1. — Domingo, 1º de fevereiro, foram realizadas em Lyon as exéquias do Sr. Guillaume Renaud, antigo oficial, condecorado com a medalha de Santa Helena † e um dos mais antigos e fervorosos espíritas daquela cidade, muito conhecido entre seus irmãos em crença. Embora sobre alguns pontos de forma, que combatemos, aliás pouco importantes e que não atingem a doutrina, professasse ideias particulares que não eram partilhadas por todos, não deixava de ser menos amado e estimado pela bondade de seu caráter e por suas eminentes qualidades morais; e nós mesmos, caso estivéssemos em Lyon naquela ocasião, teríamos tido prazer em lançar algumas flores sobre o seu túmulo. Que ele receba aqui, bem como sua família e amigos particulares, o testemunho de nossa afetuosa lembrança.

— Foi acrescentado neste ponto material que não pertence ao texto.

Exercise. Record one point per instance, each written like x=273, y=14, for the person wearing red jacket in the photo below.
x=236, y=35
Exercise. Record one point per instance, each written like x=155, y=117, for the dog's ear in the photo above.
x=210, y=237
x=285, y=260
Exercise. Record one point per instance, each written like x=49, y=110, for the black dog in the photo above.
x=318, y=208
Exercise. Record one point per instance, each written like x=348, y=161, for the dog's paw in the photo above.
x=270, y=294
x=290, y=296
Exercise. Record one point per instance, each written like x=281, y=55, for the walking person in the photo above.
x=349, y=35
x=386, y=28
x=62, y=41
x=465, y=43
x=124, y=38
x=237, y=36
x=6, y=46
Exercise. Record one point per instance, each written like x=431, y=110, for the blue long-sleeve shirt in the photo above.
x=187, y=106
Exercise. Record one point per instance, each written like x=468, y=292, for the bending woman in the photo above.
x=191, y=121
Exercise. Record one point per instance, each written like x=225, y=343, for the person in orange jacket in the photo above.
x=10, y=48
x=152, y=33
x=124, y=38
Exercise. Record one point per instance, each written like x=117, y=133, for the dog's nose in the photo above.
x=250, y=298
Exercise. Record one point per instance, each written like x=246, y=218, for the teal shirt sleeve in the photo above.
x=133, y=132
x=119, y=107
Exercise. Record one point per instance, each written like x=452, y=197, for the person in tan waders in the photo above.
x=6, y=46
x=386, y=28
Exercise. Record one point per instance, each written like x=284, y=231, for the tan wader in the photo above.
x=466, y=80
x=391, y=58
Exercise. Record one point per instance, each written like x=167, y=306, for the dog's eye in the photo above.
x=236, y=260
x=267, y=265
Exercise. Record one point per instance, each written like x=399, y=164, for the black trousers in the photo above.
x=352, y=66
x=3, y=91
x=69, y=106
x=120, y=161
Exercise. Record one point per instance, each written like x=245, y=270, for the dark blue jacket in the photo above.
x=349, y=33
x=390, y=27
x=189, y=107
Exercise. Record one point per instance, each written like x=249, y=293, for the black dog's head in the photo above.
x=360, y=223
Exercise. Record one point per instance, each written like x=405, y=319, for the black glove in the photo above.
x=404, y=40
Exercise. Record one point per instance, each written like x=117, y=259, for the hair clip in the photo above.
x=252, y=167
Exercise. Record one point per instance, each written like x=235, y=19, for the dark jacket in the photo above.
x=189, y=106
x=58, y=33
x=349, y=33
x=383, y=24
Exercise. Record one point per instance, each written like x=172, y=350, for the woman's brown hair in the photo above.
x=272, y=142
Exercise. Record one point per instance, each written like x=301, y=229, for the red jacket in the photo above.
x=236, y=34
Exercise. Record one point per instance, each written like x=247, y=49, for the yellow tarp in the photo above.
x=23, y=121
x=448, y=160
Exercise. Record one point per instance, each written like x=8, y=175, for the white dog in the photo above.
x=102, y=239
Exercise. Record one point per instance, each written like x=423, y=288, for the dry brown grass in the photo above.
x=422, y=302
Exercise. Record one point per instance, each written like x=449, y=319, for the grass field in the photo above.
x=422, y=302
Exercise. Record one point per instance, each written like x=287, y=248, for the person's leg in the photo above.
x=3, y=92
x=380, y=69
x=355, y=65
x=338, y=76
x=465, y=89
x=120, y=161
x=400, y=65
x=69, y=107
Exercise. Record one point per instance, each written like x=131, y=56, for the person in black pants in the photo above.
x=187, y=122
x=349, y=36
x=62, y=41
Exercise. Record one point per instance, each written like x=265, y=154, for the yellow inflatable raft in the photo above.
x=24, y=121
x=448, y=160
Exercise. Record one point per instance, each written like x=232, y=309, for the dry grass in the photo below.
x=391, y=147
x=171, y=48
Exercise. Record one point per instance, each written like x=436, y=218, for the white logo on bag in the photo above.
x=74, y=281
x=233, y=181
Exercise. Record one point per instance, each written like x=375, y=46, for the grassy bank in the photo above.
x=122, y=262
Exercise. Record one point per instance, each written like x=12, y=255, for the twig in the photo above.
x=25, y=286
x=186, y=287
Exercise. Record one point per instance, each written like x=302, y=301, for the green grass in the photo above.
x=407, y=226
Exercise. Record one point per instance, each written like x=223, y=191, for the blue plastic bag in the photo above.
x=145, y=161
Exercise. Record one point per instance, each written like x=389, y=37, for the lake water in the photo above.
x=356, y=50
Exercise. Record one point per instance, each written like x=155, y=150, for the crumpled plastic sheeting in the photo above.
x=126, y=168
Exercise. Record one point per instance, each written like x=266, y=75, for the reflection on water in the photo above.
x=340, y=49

Homem simples e modesto, o Sr. Renaud quase não era conhecido fora de Lyon. † Entretanto, sua morte repercutiu até num vilarejo da Haute-Saône, † onde foi contada no púlpito, domingo, 8 de fevereiro, do seguinte modo:
O vigário da paróquia, entretendo os paroquianos com os horrores do Espiritismo, acrescentou que “o chefe dos espíritas de Lyon havia morrido há três ou quatro dias; que tinha recusado os sacramentos; que ao seu enterro não havia comparecido mais que dois ou três espíritas, sem parentes nem sacerdotes; que se o chefe dos espíritas (fazendo alusão ao Sr. Allan Kardec) morresse, ele o lamentaria, se fizesse como o de Lyon. Depois concluiu, dizendo nada negar dessa doutrina, nada afirmar, a não ser que era o demônio que agia contra a vontade de Deus.”
Se quiséssemos refutar todas as falsidades que atribuem ao Espiritismo, na tentativa de desmascarar o seu objetivo e o seu caráter, encheríamos nossa Revista. Como isto pouco nos inquieta, deixemos que falem, limitando-nos a recolher as notas que nos enviam, para utilizá-las posteriormente – se houver oportunidade -na história do Espiritismo. Nas circunstâncias que acabamos de falar, trata-se de um fato material, sobre o qual o Sr. vigário sem dúvida foi mal informado, pois não queremos supor que conscientemente tenha ele querido induzir em erro. Por certo procederia melhor se tivesse agido com menos ardor e esperasse informes mais exatos.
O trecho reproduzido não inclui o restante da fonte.